Tribute to the military

Saturday, October 28, 2006

Venezuelan Government ID Scandal Becomes Public

The following article was authored by Kenneth Rijock, Financial Crimes Consultant. Reposted with his permission.

Venezuela's dirty little secret, well known to many North American compliance officers, has surfaced: you cannot trust its government-issued forms of identification.

The Social Christian Party, which opposes the Chavez government, has complained that Venezuela's voter registry contains millions of bogus identities, created in order to insure election victories for the current regime. Three million new voter registrations have occurred since 2003. This corrupt arrangement is but a part of a tainted system of government identification that renders Venezuelan-issued IDs unsuitable for compliance purposes.

Those of you who are long-time readers of my articles on Latin America know that i have cautioned compliance officers against accepting Venezuelan government identification documents for the past three years. Corrupt government policies have resulted in the issuance of multiple identities to its political supporters, also distributing identity documents to arriving members of radical Islamic terrorists who do not even speak Spanish, and rendering the national ID system meaningless.
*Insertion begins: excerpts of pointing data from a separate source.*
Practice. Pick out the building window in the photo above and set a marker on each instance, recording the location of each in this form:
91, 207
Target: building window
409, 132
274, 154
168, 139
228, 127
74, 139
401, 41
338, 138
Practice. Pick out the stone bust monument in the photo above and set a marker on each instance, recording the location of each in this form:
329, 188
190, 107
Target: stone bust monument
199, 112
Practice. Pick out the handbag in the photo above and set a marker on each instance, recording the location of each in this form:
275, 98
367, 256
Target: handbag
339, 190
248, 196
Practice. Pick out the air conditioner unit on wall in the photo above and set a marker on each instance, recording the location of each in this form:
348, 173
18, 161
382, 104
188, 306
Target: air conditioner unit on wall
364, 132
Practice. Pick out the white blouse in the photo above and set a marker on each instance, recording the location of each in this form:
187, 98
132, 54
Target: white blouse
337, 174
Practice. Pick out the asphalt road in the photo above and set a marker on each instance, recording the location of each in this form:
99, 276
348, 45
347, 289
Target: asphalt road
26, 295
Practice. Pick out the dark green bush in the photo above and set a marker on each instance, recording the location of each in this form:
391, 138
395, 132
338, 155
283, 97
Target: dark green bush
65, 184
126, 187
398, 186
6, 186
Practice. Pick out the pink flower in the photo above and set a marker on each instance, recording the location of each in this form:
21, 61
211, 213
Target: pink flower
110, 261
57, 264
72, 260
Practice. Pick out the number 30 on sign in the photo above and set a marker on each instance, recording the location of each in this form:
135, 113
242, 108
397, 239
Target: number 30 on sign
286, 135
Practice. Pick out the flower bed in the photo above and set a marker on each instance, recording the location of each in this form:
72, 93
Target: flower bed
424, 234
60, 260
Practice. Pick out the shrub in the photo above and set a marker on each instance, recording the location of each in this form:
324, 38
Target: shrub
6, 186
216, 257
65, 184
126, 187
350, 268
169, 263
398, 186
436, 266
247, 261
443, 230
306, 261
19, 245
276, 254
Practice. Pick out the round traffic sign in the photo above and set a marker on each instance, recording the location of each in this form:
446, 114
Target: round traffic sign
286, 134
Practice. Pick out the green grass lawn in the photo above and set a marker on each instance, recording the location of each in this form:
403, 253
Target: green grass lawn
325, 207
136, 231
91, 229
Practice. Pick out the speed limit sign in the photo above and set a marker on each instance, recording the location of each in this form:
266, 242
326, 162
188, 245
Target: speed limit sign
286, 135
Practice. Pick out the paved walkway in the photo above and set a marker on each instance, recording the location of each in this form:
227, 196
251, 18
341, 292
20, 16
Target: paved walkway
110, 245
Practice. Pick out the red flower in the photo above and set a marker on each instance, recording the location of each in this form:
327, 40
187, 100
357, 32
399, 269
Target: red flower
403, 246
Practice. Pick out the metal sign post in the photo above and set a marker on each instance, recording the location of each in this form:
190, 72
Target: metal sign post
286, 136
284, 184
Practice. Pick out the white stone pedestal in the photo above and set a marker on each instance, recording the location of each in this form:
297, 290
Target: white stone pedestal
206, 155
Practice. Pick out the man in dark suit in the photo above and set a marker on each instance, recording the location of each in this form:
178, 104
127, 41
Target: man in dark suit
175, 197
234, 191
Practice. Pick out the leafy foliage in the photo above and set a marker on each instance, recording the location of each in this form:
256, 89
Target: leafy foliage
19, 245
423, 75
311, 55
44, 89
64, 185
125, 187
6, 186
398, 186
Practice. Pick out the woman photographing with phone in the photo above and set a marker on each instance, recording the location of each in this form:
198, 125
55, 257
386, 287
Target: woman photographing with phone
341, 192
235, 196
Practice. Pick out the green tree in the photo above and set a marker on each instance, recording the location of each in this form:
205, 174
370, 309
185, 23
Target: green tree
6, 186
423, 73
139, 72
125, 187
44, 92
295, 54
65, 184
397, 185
A few of the inconsistencies found by the Social Christian Party :
  • 2,272,706 voters listed as living in the same two-story townhouse in Caracas. A woman answer-sing the door at that address stated that seven people lived there.
  • 39,000 voters with birthdays that would put them over the age of 100; this is a statistical impossibility, in a country whose population is only 26m. If true, it would mean that ten times as many Venezuelans as American citizens are living past the age of 100.
  • 1921 voters, all with the same last name, Gonzalez, all allegedly born on the same day, 15 March, 1974, with most of them purportedly residing in Zulia State, which borders Colombia. Most of these voters are registered to vote in the same place.
  • A woman, drawing a monthly government payment, who is over the age of 150 years. The oldest living person in the world today is believed to be a 116 year-old woman in Ecuador, and the oldest documented age is 122.
  • 1.7m Venezuelans were originally registered without an address, which is a major violation of the law.
Remember, these illegal voters all must have Cedulas, national identity cards containing a unique number, to register, which means that without active governmental collusion, these voter registrations could not occur. It also tells compliance officers that many Cedulas, the generally accepted means of identification for opening bank accounts, are bogus. Caveat compliance.

Since known members of Hezbollah, Hamas, the FARC, the ELN, ETA, and other designated terrorist organizations who are operating opening in Venezuela are also holding Cedulas, potential terrorist financing exposure is also present when North American and European banks open accounts for Venezuelan nationals.

Compliance officers are strongly urged to independently verify identity for new clients who hold Venezuelan government-issued identification, lest they approve customers whose true identities make them unacceptable risks. It is suggested that verified bank references from major international institutions, located outside Venezuela, may provide the needed verification.